I have always referred to the umbilical cord as the humbilical cord, because the character trait of humility connects us with G-d, with others and with our true self, like the umbilical cord connects us with our mother.

You don’t often hear people describe someone as humble anymore. We don’t seem to value it much as a character trait. It has gone out of fashion.

This lack of humility and our focus on what we mistakenly think is the opposite, feeling superior to others, destroys us and our relationships with others, and especially with G-d. Of the arrogant man, G-d says: “He and I cannot live in the same world.” And I don’t think G-d is planning on leaving…

In our parsha, Korach leads a rebellion against Moshe. Korach’s wife told him: “Kenny my dear, (that was his English name) you have many talents and great blessings, just like Moshe. You should be a leader like he is! But he has taken all the honoured positions for himself and for his pals!” (Sound familiar?)

Ohn ben Peles was also dragged into the dispute, but his wife convinced him to withdraw from the fight and rather to use his G-d-given talents in a way that would serve G-d and give G-d pleasure. She told him not to seek high office, because, when the goal you seek is against the will of G-d, nothing good will come of it. The story of Korach ends when his talents and blessings bring disaster upon himself and his followers – but not upon Ohn!

What is humility? Well, what isn’t it? It isn’t a feeling of inferiority, where one can only see the bad in oneself, leading to anxiety and possibly depression. That is terrible, but striving for the opposite of that is just as bad: a feeling of superiority, where one can only see the good in oneself, which leads to arrogance, selfishness, boasting, and, in the end, also to anxiety and possibly depression.

Humility is the awareness that I have certain talents and blessings (resulting in a sense of self-esteem and confidence), given to me by G-d. Denying those talents and blessings is false and delusional – and one will end up wasting them.

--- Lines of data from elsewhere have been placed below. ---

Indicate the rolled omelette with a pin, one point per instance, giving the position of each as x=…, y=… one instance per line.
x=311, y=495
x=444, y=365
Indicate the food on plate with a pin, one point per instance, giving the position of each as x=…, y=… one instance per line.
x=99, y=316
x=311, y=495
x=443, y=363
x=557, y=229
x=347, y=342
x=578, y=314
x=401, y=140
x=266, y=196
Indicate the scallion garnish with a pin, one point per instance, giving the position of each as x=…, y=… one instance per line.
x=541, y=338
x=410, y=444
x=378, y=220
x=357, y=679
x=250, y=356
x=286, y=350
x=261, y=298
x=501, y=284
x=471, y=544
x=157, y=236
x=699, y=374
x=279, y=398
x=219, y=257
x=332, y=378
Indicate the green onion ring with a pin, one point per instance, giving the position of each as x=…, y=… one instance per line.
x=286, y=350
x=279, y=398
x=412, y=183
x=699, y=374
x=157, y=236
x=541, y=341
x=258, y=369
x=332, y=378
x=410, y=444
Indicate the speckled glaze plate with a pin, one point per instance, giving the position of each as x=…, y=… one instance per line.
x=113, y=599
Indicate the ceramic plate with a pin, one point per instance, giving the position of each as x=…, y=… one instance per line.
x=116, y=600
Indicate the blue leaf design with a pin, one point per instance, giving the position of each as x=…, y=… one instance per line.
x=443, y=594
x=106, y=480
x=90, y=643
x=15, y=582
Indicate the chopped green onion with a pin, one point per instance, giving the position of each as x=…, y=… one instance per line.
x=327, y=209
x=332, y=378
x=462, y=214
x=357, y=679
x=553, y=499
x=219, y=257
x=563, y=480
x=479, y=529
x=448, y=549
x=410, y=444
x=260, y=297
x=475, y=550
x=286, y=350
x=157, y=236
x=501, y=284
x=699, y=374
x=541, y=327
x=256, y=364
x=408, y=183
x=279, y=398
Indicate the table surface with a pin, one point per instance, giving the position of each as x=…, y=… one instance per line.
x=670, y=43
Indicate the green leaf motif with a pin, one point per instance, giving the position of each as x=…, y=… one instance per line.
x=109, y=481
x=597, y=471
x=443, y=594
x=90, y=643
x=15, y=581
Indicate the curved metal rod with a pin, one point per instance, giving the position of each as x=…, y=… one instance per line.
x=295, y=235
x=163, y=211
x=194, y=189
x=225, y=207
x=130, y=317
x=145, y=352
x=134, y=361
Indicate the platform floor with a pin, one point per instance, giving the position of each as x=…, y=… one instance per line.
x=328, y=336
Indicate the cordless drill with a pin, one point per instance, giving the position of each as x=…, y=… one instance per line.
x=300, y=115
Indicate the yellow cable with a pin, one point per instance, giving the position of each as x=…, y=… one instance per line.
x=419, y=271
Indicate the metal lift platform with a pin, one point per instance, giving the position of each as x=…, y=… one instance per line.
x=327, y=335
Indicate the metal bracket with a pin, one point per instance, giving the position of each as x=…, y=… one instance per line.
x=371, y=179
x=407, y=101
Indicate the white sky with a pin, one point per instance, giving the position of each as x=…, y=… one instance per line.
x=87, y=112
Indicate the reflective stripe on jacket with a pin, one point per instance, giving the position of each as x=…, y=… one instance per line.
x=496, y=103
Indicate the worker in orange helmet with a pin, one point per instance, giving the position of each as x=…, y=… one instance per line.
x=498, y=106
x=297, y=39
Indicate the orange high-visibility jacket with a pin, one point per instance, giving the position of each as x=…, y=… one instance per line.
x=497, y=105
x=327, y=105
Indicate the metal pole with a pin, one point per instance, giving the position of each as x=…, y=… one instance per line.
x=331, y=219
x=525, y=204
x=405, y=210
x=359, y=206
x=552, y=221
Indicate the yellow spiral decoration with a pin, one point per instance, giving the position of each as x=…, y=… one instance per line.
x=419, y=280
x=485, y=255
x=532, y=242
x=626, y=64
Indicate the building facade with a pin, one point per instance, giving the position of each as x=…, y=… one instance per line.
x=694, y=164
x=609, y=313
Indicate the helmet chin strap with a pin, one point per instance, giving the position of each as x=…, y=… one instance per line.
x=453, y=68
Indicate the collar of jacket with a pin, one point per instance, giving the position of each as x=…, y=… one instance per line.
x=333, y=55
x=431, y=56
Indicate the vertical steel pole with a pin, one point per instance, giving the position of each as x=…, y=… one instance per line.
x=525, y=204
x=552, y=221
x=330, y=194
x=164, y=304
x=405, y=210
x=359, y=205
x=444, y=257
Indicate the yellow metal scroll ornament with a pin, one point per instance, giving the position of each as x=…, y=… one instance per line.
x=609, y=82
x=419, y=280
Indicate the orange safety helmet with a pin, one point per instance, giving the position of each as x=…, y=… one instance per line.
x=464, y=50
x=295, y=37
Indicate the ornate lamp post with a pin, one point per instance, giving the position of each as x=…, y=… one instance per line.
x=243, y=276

Humility means that I know I have them and, because they have been given to me by G-d, there is no reason to boast of them. On the contrary, if G-d had given the same gifts to someone else, that other person might have made more of them than I have. Humility means using what G-d has given me in the way G-d wants me to use them – sometimes to lead and sometimes to follow.

We need to keep our humbilical cord intact, always.